NT'de kitap satışı arttı ama yetmez!
Muhteşem Yüzyıl dizisi içinde bir altyazı ile reklamı yapılan
Kanuni Sultan Süleyman adlı kitabın ne kadar satıldığına dair geçtiğimiz hafta sorduğum soruya NT AŞ'den
Pazarlama ve Satış Geliştirme Müdürü Ömer Faruk Özlen
yanıt verdi.
2010 yılı aylık ortalama satışı sadece 46 olan kitabın
ocak ayı içerisindeki satışı 1.000'in üzerinde gerçekleşmiş. Benim yazımda ifade ettiğim ve Özlen'in de onayladığı gibi, kitabın satışları ciddi oranda artmasına rağmen, tekil kitaplardan alınan geri dönüşlerle reklam harcamalarını karşılamak mümkün değil.

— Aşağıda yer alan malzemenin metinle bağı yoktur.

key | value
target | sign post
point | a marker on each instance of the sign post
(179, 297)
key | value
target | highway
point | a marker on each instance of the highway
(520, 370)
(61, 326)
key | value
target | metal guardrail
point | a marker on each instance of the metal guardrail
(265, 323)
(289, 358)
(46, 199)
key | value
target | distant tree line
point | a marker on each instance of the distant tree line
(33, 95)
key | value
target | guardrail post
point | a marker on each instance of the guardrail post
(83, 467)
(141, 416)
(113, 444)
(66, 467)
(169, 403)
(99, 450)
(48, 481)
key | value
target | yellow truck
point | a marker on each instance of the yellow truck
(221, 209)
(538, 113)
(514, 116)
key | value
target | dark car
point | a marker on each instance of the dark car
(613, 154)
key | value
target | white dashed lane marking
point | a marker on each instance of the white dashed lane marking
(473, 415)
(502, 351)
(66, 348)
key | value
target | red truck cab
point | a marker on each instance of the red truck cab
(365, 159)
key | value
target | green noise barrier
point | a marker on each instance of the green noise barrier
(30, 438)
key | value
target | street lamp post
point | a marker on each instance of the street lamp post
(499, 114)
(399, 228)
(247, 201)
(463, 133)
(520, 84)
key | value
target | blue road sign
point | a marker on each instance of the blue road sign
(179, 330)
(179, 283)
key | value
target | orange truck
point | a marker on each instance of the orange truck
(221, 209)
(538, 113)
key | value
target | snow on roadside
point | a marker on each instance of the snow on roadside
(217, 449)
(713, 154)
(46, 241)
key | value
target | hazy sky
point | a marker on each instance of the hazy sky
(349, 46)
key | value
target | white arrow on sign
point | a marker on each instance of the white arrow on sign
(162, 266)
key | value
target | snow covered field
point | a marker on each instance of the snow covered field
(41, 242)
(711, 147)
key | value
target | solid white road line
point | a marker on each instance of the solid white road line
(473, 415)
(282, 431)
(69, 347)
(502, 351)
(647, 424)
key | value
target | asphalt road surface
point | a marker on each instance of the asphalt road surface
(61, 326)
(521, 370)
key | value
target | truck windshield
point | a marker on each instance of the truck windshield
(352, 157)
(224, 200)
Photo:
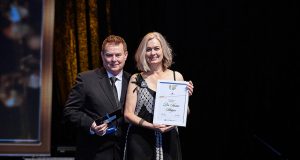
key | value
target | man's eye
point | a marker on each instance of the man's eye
(148, 49)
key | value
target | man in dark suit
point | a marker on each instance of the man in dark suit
(92, 97)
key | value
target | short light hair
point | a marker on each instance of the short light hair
(115, 40)
(140, 54)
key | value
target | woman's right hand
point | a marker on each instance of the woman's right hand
(162, 128)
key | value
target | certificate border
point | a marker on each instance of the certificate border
(156, 120)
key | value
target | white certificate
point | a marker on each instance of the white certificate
(171, 103)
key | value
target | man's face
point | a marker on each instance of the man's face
(114, 58)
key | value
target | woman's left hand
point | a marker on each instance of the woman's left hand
(190, 87)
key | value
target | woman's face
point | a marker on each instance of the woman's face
(154, 54)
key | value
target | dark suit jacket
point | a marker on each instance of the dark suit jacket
(91, 98)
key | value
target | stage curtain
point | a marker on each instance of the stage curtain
(77, 41)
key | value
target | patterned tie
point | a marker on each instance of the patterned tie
(114, 88)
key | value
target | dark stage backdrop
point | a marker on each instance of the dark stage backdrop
(239, 55)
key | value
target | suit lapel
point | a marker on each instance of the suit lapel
(124, 87)
(106, 86)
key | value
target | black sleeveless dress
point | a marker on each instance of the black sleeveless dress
(147, 144)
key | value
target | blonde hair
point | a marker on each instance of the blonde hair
(140, 54)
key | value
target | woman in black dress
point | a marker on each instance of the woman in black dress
(145, 140)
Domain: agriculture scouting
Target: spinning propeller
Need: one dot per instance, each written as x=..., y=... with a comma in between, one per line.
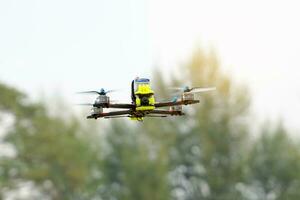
x=186, y=89
x=102, y=91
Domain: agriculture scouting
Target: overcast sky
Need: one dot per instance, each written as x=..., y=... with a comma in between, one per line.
x=68, y=45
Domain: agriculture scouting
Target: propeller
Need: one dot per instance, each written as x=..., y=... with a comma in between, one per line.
x=194, y=89
x=102, y=91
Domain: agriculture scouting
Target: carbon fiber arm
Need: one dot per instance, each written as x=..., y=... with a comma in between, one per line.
x=177, y=103
x=110, y=114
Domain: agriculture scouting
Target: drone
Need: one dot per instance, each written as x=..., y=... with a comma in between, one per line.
x=143, y=102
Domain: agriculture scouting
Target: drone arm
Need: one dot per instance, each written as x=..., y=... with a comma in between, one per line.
x=110, y=114
x=167, y=112
x=176, y=103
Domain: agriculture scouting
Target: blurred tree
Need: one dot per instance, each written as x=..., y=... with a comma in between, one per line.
x=273, y=166
x=131, y=167
x=206, y=147
x=54, y=153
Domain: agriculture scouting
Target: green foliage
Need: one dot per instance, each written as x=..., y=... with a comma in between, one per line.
x=207, y=154
x=273, y=166
x=49, y=150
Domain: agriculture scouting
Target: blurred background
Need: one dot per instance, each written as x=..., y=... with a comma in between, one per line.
x=240, y=142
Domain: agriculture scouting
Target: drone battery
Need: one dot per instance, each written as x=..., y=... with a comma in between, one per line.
x=187, y=96
x=96, y=111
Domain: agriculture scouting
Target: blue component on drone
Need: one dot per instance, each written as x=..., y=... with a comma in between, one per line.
x=142, y=80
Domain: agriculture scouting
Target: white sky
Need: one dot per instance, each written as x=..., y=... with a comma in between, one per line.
x=68, y=45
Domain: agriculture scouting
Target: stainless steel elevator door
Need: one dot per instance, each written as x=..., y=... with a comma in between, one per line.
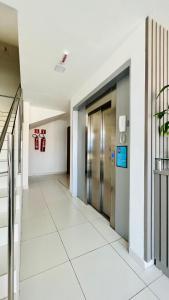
x=95, y=140
x=101, y=170
x=108, y=168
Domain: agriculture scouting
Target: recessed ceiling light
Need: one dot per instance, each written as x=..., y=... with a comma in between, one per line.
x=60, y=67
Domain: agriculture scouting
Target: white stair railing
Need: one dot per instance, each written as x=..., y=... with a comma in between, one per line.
x=11, y=138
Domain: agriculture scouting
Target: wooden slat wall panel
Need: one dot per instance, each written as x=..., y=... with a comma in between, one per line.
x=157, y=75
x=164, y=216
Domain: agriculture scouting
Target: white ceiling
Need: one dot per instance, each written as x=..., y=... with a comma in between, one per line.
x=8, y=25
x=89, y=29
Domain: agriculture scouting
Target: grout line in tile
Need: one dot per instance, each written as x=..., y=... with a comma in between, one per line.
x=137, y=293
x=84, y=254
x=108, y=243
x=39, y=236
x=153, y=293
x=146, y=285
x=154, y=280
x=67, y=255
x=44, y=271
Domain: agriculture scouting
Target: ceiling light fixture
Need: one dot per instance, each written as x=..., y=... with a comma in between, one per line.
x=60, y=67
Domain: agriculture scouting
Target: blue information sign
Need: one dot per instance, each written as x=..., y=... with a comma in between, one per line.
x=121, y=157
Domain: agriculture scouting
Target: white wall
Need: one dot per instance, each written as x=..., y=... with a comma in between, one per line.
x=40, y=113
x=133, y=49
x=54, y=160
x=9, y=75
x=25, y=146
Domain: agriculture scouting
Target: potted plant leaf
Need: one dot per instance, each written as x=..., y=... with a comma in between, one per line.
x=164, y=128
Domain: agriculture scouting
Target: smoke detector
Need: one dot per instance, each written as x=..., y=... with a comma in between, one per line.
x=60, y=67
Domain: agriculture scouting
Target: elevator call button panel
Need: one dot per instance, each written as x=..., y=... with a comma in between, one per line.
x=121, y=156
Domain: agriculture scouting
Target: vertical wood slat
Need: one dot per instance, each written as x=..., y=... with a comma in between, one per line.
x=148, y=142
x=157, y=225
x=164, y=218
x=157, y=75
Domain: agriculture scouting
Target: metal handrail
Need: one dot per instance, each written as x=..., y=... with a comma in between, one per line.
x=11, y=216
x=4, y=131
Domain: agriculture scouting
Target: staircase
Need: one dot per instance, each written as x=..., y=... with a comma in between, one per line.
x=10, y=197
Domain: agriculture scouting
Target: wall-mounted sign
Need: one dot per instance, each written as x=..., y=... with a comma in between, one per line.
x=121, y=156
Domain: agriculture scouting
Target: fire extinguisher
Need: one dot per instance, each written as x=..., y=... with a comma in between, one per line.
x=36, y=139
x=43, y=140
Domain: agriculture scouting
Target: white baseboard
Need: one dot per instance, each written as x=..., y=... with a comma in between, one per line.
x=141, y=262
x=47, y=173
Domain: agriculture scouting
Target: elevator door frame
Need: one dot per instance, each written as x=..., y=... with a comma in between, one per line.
x=111, y=216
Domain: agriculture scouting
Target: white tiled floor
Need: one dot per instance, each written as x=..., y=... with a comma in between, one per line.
x=70, y=252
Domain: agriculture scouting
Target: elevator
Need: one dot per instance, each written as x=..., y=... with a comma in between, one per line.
x=101, y=139
x=103, y=153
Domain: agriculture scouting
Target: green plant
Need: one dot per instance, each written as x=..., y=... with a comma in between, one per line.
x=164, y=128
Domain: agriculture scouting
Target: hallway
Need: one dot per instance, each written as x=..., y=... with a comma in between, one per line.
x=68, y=251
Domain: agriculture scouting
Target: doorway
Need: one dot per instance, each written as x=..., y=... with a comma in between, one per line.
x=101, y=141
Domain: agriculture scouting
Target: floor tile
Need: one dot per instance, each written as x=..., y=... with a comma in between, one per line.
x=36, y=227
x=81, y=239
x=146, y=294
x=65, y=218
x=147, y=275
x=59, y=283
x=161, y=288
x=105, y=229
x=90, y=213
x=33, y=205
x=40, y=254
x=104, y=275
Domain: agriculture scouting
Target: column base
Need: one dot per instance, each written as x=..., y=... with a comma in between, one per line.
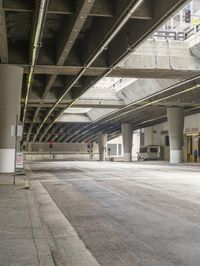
x=175, y=156
x=127, y=157
x=7, y=157
x=102, y=157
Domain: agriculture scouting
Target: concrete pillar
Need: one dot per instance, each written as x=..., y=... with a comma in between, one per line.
x=10, y=91
x=127, y=138
x=175, y=116
x=102, y=141
x=148, y=136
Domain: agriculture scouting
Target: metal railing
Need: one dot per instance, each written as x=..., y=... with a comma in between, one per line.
x=174, y=35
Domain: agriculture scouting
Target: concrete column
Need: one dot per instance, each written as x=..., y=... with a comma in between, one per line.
x=127, y=138
x=175, y=116
x=10, y=91
x=102, y=141
x=148, y=136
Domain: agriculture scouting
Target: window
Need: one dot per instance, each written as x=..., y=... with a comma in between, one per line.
x=154, y=150
x=167, y=141
x=143, y=150
x=119, y=149
x=113, y=149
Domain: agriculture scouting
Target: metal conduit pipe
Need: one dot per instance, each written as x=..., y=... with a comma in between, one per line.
x=123, y=112
x=36, y=47
x=135, y=6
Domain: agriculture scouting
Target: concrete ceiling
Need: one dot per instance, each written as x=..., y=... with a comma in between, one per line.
x=79, y=43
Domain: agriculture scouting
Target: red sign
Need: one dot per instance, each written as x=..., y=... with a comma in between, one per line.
x=50, y=144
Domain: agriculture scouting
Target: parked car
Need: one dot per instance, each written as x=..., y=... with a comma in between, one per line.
x=149, y=152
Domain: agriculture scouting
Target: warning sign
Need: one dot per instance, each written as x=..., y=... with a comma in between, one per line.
x=19, y=160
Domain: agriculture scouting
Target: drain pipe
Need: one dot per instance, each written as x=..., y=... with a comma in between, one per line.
x=135, y=6
x=36, y=47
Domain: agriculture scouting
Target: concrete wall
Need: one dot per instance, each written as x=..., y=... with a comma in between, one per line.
x=156, y=134
x=60, y=151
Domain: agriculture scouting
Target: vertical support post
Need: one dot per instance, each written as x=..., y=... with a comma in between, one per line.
x=102, y=141
x=175, y=116
x=127, y=138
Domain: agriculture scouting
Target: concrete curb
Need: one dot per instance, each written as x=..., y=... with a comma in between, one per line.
x=65, y=245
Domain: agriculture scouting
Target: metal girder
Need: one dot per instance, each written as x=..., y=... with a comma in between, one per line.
x=119, y=41
x=159, y=97
x=68, y=37
x=111, y=29
x=3, y=36
x=101, y=8
x=128, y=72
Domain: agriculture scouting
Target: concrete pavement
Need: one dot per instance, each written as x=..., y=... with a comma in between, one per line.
x=102, y=213
x=124, y=213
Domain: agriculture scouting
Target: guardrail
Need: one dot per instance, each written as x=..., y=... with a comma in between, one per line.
x=174, y=35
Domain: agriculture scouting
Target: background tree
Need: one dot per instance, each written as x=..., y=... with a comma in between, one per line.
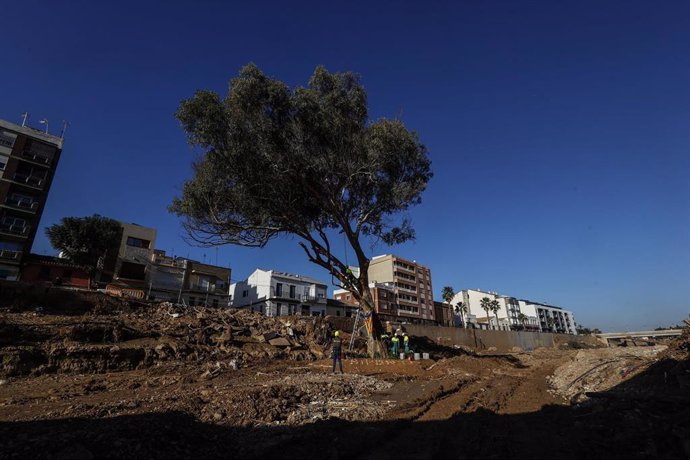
x=447, y=293
x=485, y=303
x=495, y=306
x=85, y=240
x=306, y=163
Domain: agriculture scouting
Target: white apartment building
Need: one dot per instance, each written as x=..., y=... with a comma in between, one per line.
x=549, y=317
x=511, y=311
x=276, y=293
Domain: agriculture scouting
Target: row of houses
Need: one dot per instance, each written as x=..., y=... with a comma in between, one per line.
x=140, y=270
x=512, y=313
x=401, y=289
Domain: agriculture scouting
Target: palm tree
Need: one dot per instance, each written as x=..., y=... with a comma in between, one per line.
x=461, y=309
x=495, y=306
x=485, y=303
x=447, y=294
x=550, y=323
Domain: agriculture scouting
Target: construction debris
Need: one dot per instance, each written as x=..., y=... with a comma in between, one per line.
x=122, y=379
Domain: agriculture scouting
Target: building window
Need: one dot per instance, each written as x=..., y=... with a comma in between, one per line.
x=138, y=242
x=132, y=271
x=44, y=273
x=7, y=139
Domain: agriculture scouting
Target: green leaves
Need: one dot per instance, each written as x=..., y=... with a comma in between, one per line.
x=300, y=162
x=83, y=240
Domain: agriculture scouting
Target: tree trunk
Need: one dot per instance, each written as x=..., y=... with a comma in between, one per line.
x=366, y=304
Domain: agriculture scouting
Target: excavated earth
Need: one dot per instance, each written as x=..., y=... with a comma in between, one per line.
x=113, y=379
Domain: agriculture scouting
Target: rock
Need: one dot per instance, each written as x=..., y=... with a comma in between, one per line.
x=267, y=337
x=280, y=342
x=74, y=452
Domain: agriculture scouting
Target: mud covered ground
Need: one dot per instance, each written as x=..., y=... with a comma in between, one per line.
x=117, y=380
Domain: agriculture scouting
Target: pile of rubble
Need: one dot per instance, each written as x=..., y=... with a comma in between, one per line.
x=596, y=371
x=116, y=336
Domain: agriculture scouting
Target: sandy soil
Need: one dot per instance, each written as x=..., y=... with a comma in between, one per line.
x=140, y=382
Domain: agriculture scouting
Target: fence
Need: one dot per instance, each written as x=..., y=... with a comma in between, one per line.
x=500, y=340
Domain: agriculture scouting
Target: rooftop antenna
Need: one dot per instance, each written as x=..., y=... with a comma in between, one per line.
x=45, y=122
x=65, y=124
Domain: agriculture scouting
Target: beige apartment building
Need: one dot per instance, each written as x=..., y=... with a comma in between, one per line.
x=401, y=289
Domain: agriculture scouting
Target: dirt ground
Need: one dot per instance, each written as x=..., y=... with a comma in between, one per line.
x=113, y=379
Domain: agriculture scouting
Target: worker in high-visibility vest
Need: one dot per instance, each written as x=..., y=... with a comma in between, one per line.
x=396, y=344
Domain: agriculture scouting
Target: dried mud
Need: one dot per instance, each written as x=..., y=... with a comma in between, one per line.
x=120, y=380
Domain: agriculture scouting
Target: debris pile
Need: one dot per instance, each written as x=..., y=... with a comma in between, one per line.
x=599, y=370
x=116, y=336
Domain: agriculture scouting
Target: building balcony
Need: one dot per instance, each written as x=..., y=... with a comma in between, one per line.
x=30, y=180
x=22, y=205
x=312, y=299
x=36, y=157
x=14, y=229
x=8, y=254
x=408, y=270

Bu nedenle de NT kitabevleri, okur algısında farklılaşmak için bir yandan reklam çalışmalarıyla
okuma rekorları gibi etkinliklere devam etmeli, diğer yandan da kitabevinin fiziki ortamını farklılaştırmalı. Amerika'yı yeniden keşfetmeye ise hiç gerek yok. Tüm kitapseverlerin buluştuğu, yerlere adeta serilerek kitap okuduğu Barnes&
Nobel kitabevi zincirinin mağazalarına bakılsın yeter.
Terörün yüzü var mı?
Tüm kanallarda cenaze törenleri.
Tansiyon tüm ülkede yüksek, şehidi olan iller öfkeli.
Velhasıl hepimiz kızgınız ama kime? İmralı'ya mı, BDP'ye mi, orduya mı, AKP'ye mi yoksa evinde çoluk çocuğuyla yaşayan
Kürt vatandaşa mı?
Şimdilik tepkimizi
bayrak asarak, slogan atarak gösteriyoruz ama pek çok şehir efsanesine doğru yanlış demeden inanıyoruz. Umarım toplumsal öfkemiz yanlış yere, yanlış zamanda patlamaz!